Quote#!/usr/local/bin/php
<?php

require_once("config.inc");
require_once("util.inc");
require_once("interfaces.inc");

$subsystem = !empty($argv[1]) ? $argv[1] : '';
$type = !empty($argv[2]) ? $argv[2] : '';

if ($subsystem != "1@igb0") exit;

if (!in_array($type, ['MASTER', 'BACKUP'])) exit;

    switch ($type) {
        case 'MASTER':
         $config['OPNsense']['wireguard']['general']['enabled'] = '1';
         write_config("Enable WireGuard due to CARP event on '{$subsystem}'", false);
         log_msg("Starting WireGuard due to CARP event '$type' on '{$subsystem}'");
            break;
        case 'BACKUP':
         $config['OPNsense']['wireguard']['general']['enabled'] = '0';
         write_config("Disable WireGuard due to CARP event on '{$subsystem}'", false);
         log_msg("Stopping WireGuard due to CARP event '$type' on '{$subsystem}'");
            break;
    }

use OPNsense\Core\Backend;
$backend = new Backend();
$backend->configdRun('template reload OPNsense/Wireguard');
$backend->configdpRun('wireguard configure');

You MUST change the line "if ($subsystem != "1@igb0") exit;"

The "1" must be the VHID number and the "igb0" must equal the interface "Device" name.
If your interface is using a vlan, then it could look like this:

if ($subsystem != "2@vlan01") exit;


My updated script 10 Sep 2023 - now working excellently to enable super fast fail-over for WireGuard for clustered firewalls.

Quote#!/usr/local/bin/php
<?php

require_once("config.inc");
require_once("util.inc");
require_once("interfaces.inc");

$subsystem = !empty($argv[1]) ? $argv[1] : '';
$type = !empty($argv[2]) ? $argv[2] : '';

if ($subsystem != "1@igb0") exit;

if (!in_array($type, ['MASTER', 'BACKUP'])) exit;

    switch ($type) {
        case 'MASTER':
         shell_exec("/usr/local/sbin/pluginctl -s wireguard start");
         log_msg("Starting WireGuard due to CARP event '$type' on '{$subsystem}'");
            break;
        case 'BACKUP':
         shell_exec("/usr/local/sbin/pluginctl -s wireguard stop");
         log_msg("Stopping WireGuard due to CARP event '$type' on '{$subsystem}'");
            break;
    }


Important notes

**** ONE ****
You MUST change the line "if ($subsystem != "1@igb0") exit;" to follow an interface.
This is normally your LAN since that's where for most people the WireGuard tunnels will be tunneling VPN traffic to and from.

The "1" must be the VHID number and the "igb0" must equal the interface "Device" name.
If your interface is using a vlan, then it could look like this:

if ($subsystem != "2@vlan01") exit;

**** TWO ****

  • Place the script in this location "/usr/local/etc/rc.syshook.d/carp/"
  • Call the script "10-wireguard" - no extension
  • Make sure the script has execute permissions

**** THREE ****
Make sure the WireGuard package is set to replicate to the backup firewall.

System > High Availability > Settings > WireGuard "selected"

**** FOUR ****
If you are using a dynamic routing protocol, I recommend the FRR package and setup BGP.
Then FRR does NOT need to follow CARP, it can remain on and alive on both the MASTER and the BACKUP firewall at the same time.

Hi, does Your script still works without problems or something changed?

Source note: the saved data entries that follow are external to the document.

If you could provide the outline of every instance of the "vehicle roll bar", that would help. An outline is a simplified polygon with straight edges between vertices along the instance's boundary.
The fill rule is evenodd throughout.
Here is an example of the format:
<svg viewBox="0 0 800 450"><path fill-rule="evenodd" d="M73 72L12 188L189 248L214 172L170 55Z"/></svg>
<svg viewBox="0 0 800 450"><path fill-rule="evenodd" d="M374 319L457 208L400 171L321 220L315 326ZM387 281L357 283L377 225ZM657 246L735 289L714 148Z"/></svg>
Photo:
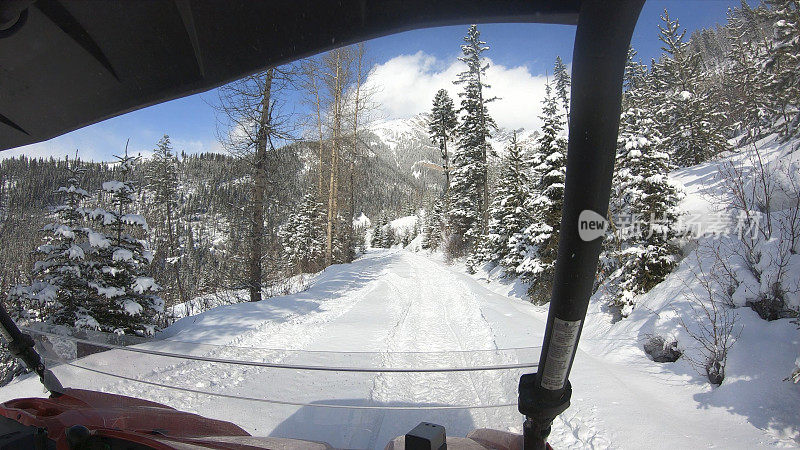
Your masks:
<svg viewBox="0 0 800 450"><path fill-rule="evenodd" d="M28 369L36 372L45 389L53 395L58 395L64 390L58 378L45 367L41 356L33 348L35 345L33 338L19 330L2 302L0 302L0 335L6 341L8 352L19 358Z"/></svg>
<svg viewBox="0 0 800 450"><path fill-rule="evenodd" d="M569 407L569 372L602 244L602 236L582 239L579 221L605 218L608 211L622 77L643 4L644 0L587 0L578 15L567 174L553 292L538 371L523 375L519 383L518 408L526 417L526 450L546 448L553 419Z"/></svg>

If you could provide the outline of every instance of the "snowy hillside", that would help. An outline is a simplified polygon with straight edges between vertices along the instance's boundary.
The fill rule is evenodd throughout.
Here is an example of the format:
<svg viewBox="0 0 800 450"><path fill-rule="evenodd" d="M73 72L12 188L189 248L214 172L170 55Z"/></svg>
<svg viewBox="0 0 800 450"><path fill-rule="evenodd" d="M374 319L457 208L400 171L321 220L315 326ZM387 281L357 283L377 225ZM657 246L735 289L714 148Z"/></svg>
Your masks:
<svg viewBox="0 0 800 450"><path fill-rule="evenodd" d="M683 193L680 223L688 234L681 241L683 256L678 267L651 291L634 298L635 306L626 318L610 306L616 286L602 283L589 304L580 344L581 349L604 361L637 368L663 383L661 387L644 388L641 395L680 385L683 393L667 403L687 402L694 409L709 412L726 410L743 426L765 431L773 443L790 446L800 444L800 384L787 379L795 367L800 367L800 333L791 318L800 309L800 255L786 249L781 256L775 248L777 242L788 242L788 237L779 236L777 230L783 215L796 211L800 195L799 144L770 136L717 160L672 172L670 179ZM739 174L738 178L732 180L732 172ZM766 189L758 187L759 180L765 180ZM764 192L769 193L769 201L765 201ZM776 230L772 239L746 241L761 258L755 267L760 270L762 283L748 275L750 271L741 261L745 246L738 233L754 231L751 224L741 222L741 211L735 207L737 196L747 197L746 193L756 203L771 205L760 207L760 224L765 227L771 217ZM786 248L784 244L779 247ZM498 293L527 297L527 286L503 280L499 268L485 267L475 277L489 281L487 286ZM777 311L777 317L768 321L757 309L759 299L775 289L774 283L783 291L789 310ZM760 310L765 314L763 308ZM731 345L725 379L720 386L712 387L702 364L708 353L703 345L713 347L713 339L711 343L700 342L694 336L722 332L726 320ZM646 353L646 347L654 354L663 351L666 357L675 352L674 356L680 358L657 363ZM659 408L663 407L666 405L659 403Z"/></svg>

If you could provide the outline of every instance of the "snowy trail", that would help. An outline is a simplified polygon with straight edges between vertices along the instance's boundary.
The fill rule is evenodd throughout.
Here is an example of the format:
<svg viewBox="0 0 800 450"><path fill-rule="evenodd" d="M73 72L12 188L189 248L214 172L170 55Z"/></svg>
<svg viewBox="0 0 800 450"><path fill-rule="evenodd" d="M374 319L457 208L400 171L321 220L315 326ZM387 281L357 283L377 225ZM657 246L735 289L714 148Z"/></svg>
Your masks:
<svg viewBox="0 0 800 450"><path fill-rule="evenodd" d="M453 367L538 360L546 310L492 292L424 254L369 253L332 266L305 292L216 308L177 322L159 350L296 364ZM280 349L280 350L267 350ZM465 351L469 350L469 351ZM334 353L331 353L334 352ZM337 352L364 352L342 354ZM425 353L415 353L425 352ZM520 431L516 407L390 410L381 406L513 403L523 370L454 373L338 373L234 366L109 351L79 361L148 381L264 399L377 409L280 406L120 381L57 367L66 385L133 395L239 424L254 435L383 448L422 420L449 435L493 427ZM555 448L759 448L788 446L746 418L701 406L699 388L671 382L646 360L622 364L579 350L572 406L554 423ZM41 395L29 378L0 389L0 400Z"/></svg>

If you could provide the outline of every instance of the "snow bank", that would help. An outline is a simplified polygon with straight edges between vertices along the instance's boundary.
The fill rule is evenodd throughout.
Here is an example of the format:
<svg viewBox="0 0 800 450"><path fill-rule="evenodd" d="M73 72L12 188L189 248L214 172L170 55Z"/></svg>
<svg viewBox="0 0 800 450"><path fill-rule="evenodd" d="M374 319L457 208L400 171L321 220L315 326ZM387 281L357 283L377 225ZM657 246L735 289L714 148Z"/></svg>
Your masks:
<svg viewBox="0 0 800 450"><path fill-rule="evenodd" d="M353 227L369 228L371 226L372 226L372 221L369 220L369 217L367 217L367 215L364 214L363 212L361 213L360 216L353 219Z"/></svg>
<svg viewBox="0 0 800 450"><path fill-rule="evenodd" d="M770 137L756 145L767 167L796 170L797 144L777 142ZM778 241L764 241L759 243L761 258L755 263L761 279L747 276L750 272L737 255L741 241L736 236L738 224L729 206L733 193L721 175L726 165L734 164L744 170L747 183L752 183L752 152L751 145L718 160L670 174L686 194L680 204L684 230L699 231L699 235L684 242L685 256L673 273L650 292L635 298L636 306L627 318L619 320L618 314L607 306L613 297L613 286L600 285L591 298L581 348L610 361L641 367L662 378L665 384L686 384L687 391L693 393L691 401L696 408L725 408L777 441L800 443L800 385L785 381L795 367L800 333L791 319L766 321L746 306L772 289L778 277L783 277L785 285L794 286L794 292L786 295L788 306L797 310L800 255L791 256L778 274L775 263ZM798 188L782 179L781 188L787 186ZM726 270L733 272L733 292L723 288L728 285L725 277L730 276ZM704 285L709 283L710 289ZM725 379L718 387L712 387L702 374L703 368L698 367L698 362L702 365L705 361L708 350L692 336L704 330L713 331L711 319L715 312L711 298L720 302L718 323L726 314L735 320ZM669 363L651 361L643 346L653 337L676 342L683 356Z"/></svg>
<svg viewBox="0 0 800 450"><path fill-rule="evenodd" d="M416 215L399 217L389 222L389 226L392 227L396 234L407 235L414 231L417 220L418 217Z"/></svg>

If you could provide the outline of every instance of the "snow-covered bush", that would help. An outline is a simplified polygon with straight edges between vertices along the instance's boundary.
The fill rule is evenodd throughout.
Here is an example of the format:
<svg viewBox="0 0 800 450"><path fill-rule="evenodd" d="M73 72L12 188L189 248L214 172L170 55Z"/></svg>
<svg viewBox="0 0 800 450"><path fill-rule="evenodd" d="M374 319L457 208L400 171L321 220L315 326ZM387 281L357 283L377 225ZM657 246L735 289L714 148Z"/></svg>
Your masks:
<svg viewBox="0 0 800 450"><path fill-rule="evenodd" d="M698 292L687 286L685 295L690 300L691 314L679 315L678 323L697 344L694 351L684 353L686 359L698 373L705 374L709 383L718 386L725 379L728 353L742 327L736 324L732 280L726 269L716 259L706 259L710 262L704 267L704 258L696 255L691 285L701 289Z"/></svg>
<svg viewBox="0 0 800 450"><path fill-rule="evenodd" d="M800 155L763 156L753 146L745 162L723 164L738 229L713 251L735 284L734 304L775 320L800 312Z"/></svg>

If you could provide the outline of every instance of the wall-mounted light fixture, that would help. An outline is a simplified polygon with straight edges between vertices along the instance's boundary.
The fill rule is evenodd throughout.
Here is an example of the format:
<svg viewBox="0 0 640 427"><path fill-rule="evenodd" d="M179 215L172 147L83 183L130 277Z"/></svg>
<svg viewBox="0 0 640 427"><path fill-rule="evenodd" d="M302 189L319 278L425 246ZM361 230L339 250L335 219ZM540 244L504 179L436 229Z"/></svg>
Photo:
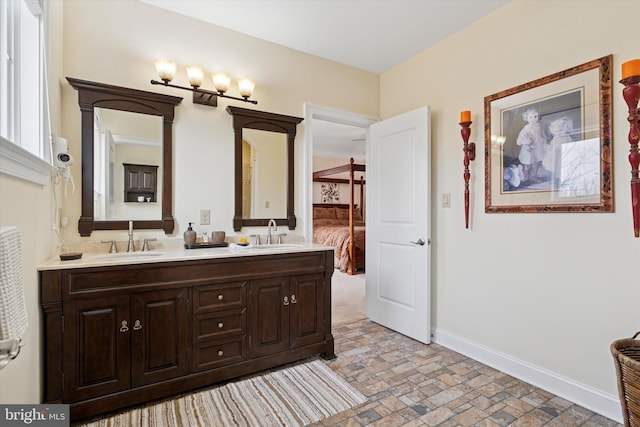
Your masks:
<svg viewBox="0 0 640 427"><path fill-rule="evenodd" d="M633 233L640 237L640 59L622 64L622 96L629 107L629 163L631 163L631 209L633 213Z"/></svg>
<svg viewBox="0 0 640 427"><path fill-rule="evenodd" d="M202 83L204 82L204 70L200 67L185 67L187 70L187 78L189 79L189 84L191 85L191 87L186 87L169 83L176 75L177 66L175 62L163 59L156 61L155 65L158 76L162 81L151 80L151 84L169 86L176 89L191 91L193 92L194 104L217 107L218 98L235 99L236 101L250 102L252 104L258 103L258 101L249 99L251 95L253 95L253 90L256 87L256 84L250 79L238 79L238 90L240 91L241 96L241 98L238 98L235 96L226 95L226 92L227 90L229 90L229 86L231 84L231 77L229 77L225 73L214 73L211 75L213 79L213 85L216 88L214 92L206 89L200 89L200 86L202 86Z"/></svg>
<svg viewBox="0 0 640 427"><path fill-rule="evenodd" d="M469 172L469 161L476 159L476 144L475 142L469 142L469 136L471 135L471 111L466 110L460 113L460 123L462 127L460 134L462 135L462 151L464 152L464 225L465 228L469 228L469 178L471 178L471 172Z"/></svg>

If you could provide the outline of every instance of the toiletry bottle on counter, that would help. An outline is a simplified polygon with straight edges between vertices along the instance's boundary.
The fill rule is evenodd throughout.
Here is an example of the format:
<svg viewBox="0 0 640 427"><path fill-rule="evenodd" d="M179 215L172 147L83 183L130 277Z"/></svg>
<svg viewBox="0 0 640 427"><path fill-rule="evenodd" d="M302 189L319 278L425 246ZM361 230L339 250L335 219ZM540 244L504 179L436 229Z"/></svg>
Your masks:
<svg viewBox="0 0 640 427"><path fill-rule="evenodd" d="M191 222L189 223L189 227L187 231L184 232L184 244L185 245L193 245L196 242L196 232L191 228Z"/></svg>

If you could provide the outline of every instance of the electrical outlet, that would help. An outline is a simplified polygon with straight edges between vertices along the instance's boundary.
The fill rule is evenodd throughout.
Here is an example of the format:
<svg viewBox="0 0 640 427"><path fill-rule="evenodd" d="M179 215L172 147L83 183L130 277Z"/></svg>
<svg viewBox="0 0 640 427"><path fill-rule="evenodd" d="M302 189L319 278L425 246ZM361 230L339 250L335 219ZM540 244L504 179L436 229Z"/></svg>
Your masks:
<svg viewBox="0 0 640 427"><path fill-rule="evenodd" d="M200 211L200 225L211 224L211 211L209 209L202 209Z"/></svg>
<svg viewBox="0 0 640 427"><path fill-rule="evenodd" d="M442 193L442 207L443 208L451 207L451 193Z"/></svg>

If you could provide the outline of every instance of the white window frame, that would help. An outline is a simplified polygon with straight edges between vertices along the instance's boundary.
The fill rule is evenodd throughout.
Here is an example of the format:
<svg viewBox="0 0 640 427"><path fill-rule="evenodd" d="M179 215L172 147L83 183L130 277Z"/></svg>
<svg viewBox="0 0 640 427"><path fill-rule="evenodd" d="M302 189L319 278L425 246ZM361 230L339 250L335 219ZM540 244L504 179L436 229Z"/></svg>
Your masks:
<svg viewBox="0 0 640 427"><path fill-rule="evenodd" d="M46 98L46 55L45 28L47 27L46 2L41 0L1 0L0 1L0 173L11 175L41 185L49 183L52 162L49 130L48 100ZM38 19L37 33L21 34L21 13L32 13ZM33 28L32 28L33 30ZM21 41L23 41L21 45ZM30 49L31 62L20 55L20 49ZM37 54L33 50L38 49ZM23 69L21 70L21 67ZM25 77L26 71L33 70L35 78ZM23 78L24 77L24 78ZM26 84L31 86L24 86ZM20 95L32 91L32 100ZM37 104L37 105L34 105ZM34 108L35 107L35 108ZM38 129L31 132L29 141L21 140L21 133L27 134L33 128L33 111L36 111ZM30 117L26 117L27 112ZM29 123L28 120L31 120ZM21 129L25 129L21 131Z"/></svg>

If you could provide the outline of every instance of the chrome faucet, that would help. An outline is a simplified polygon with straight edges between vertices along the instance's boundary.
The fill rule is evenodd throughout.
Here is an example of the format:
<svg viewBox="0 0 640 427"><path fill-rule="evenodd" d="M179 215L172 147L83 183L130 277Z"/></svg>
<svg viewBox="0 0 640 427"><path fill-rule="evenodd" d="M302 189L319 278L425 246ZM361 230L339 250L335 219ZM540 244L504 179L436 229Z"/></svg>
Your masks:
<svg viewBox="0 0 640 427"><path fill-rule="evenodd" d="M109 248L110 254L118 253L118 247L116 246L115 240L102 240L102 243L110 243L111 247Z"/></svg>
<svg viewBox="0 0 640 427"><path fill-rule="evenodd" d="M271 244L271 226L273 225L273 231L278 231L278 226L276 225L275 219L269 220L269 225L267 225L267 245Z"/></svg>
<svg viewBox="0 0 640 427"><path fill-rule="evenodd" d="M135 252L136 245L133 243L133 221L129 221L129 244L127 245L127 252Z"/></svg>

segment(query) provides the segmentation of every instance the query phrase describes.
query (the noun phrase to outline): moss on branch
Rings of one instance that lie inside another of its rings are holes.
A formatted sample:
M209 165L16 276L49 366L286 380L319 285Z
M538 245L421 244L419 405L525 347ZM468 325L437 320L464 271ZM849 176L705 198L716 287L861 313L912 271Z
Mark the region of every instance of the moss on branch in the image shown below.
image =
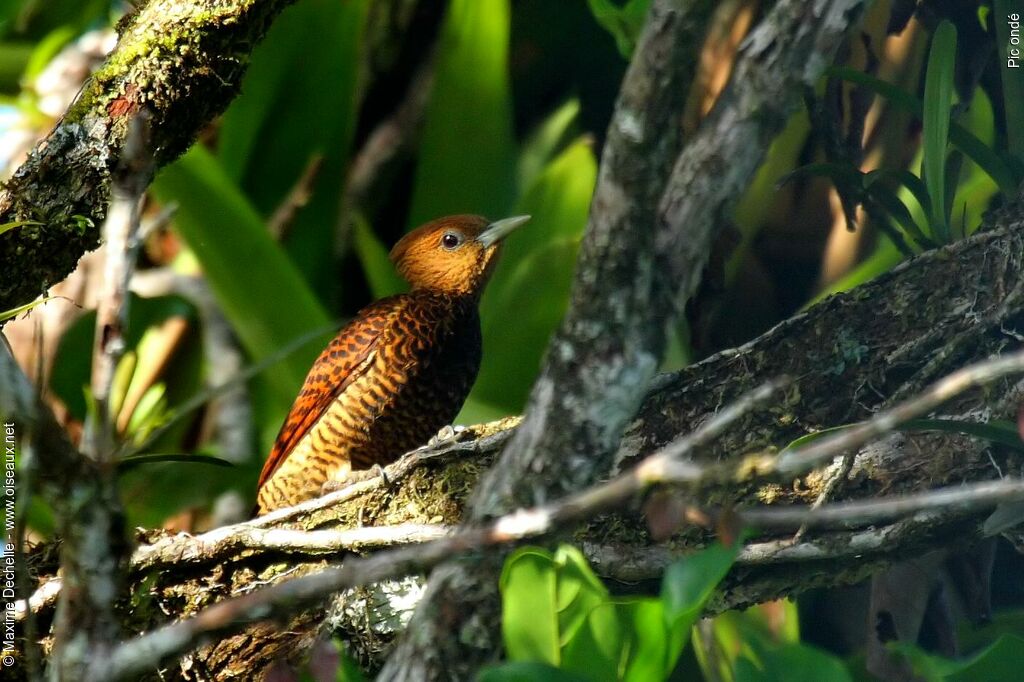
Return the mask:
M151 0L120 25L117 47L0 194L0 310L62 280L99 245L110 172L126 125L151 116L158 167L238 93L253 46L293 0Z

I'm on 24.1.10, Your script is reacting to CARP (I see messages like "due to master/backup wireguard turn on/off), but on both nodes they are still running and their handshakes break connections :P Manually executing  /usr/local/sbin/pluginctl -s wireguard stop is successfull but just after that /usr/local/sbin/pluginctl -s wireguard status is showing, that it is still running.